Declarações do presidente dos Estados Unidos, Donald Trump, provocaram forte reação internacional após ele voltar a ameaçar a anexação da Groenlândia, território ligado à Dinamarca, e sugerir uma possível ação militar contra a Colômbia, governada por Gustavo Petro. As falas ocorreram um dia após novos episódios de tensão envolvendo a Venezuela.
A primeira-ministra da Dinamarca, Mette Frederiksen, reagiu duramente, afirmando que os Estados Unidos não têm qualquer direito sobre a Groenlândia e classificando as ameaças como inaceitáveis. Ela lembrou que a Dinamarca integra a Otan e mantém acordos de defesa com os próprios EUA, além de investimentos conjuntos na segurança do Ártico. Frederiksen pediu o fim das declarações hostis contra aliados históricos.
O primeiro-ministro da Groenlândia, Jens Frederik Nielsen, também criticou Trump, dizendo que o território não é objeto de barganha geopolítica e que o tom adotado pelo presidente norte-americano é desrespeitoso.

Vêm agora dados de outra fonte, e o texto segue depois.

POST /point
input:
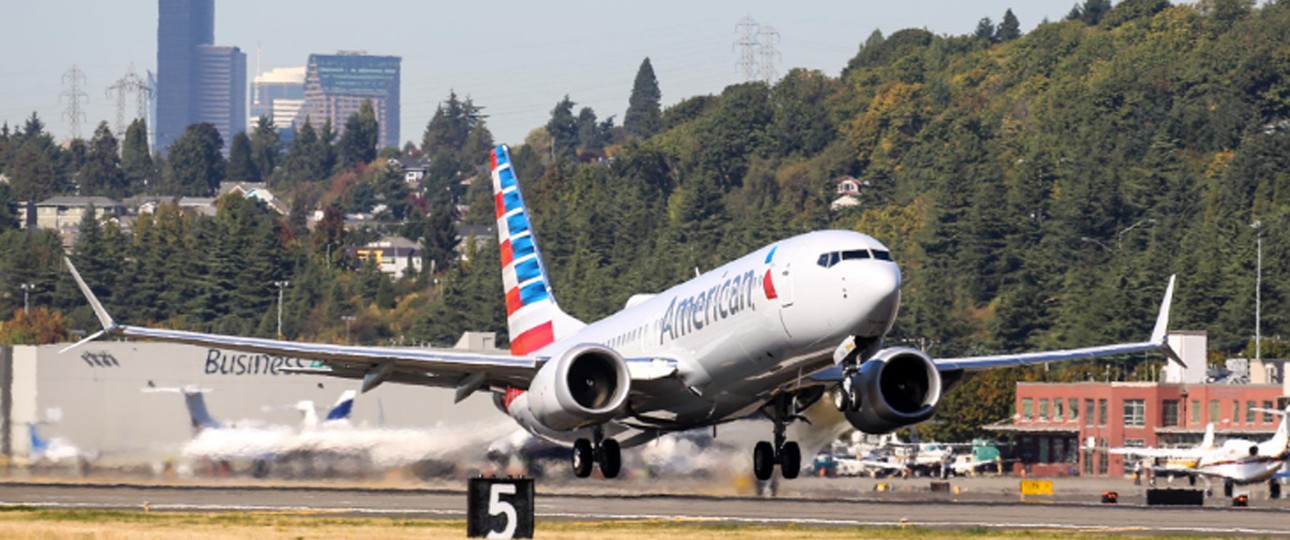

Em entrevista recente, Trump afirmou que os EUA “precisam” da Groenlândia por razões de segurança nacional, citando a presença de navios russos e chineses na região. As declarações foram rejeitadas por outros líderes europeus, incluindo representantes da Finlândia, Noruega, Suécia e do Reino Unido, que defenderam que apenas a Dinamarca e a Groenlândia têm direito de decidir o futuro do território.
Além da tensão na Europa, Trump também elevou o tom contra a Colômbia, sugerindo que uma ação militar contra o governo de Gustavo Petro “parece boa”. O presidente colombiano reagiu, negando as acusações feitas pelo norte-americano e afirmando que não é traficante nem ilegítimo, destacando sua trajetória pública e pedindo apoio popular contra qualquer tentativa de intervenção externa.
As declarações ampliam o clima de instabilidade diplomática e colocam os Estados Unidos no centro de novas controvérsias com aliados históricos e governos da América Latina.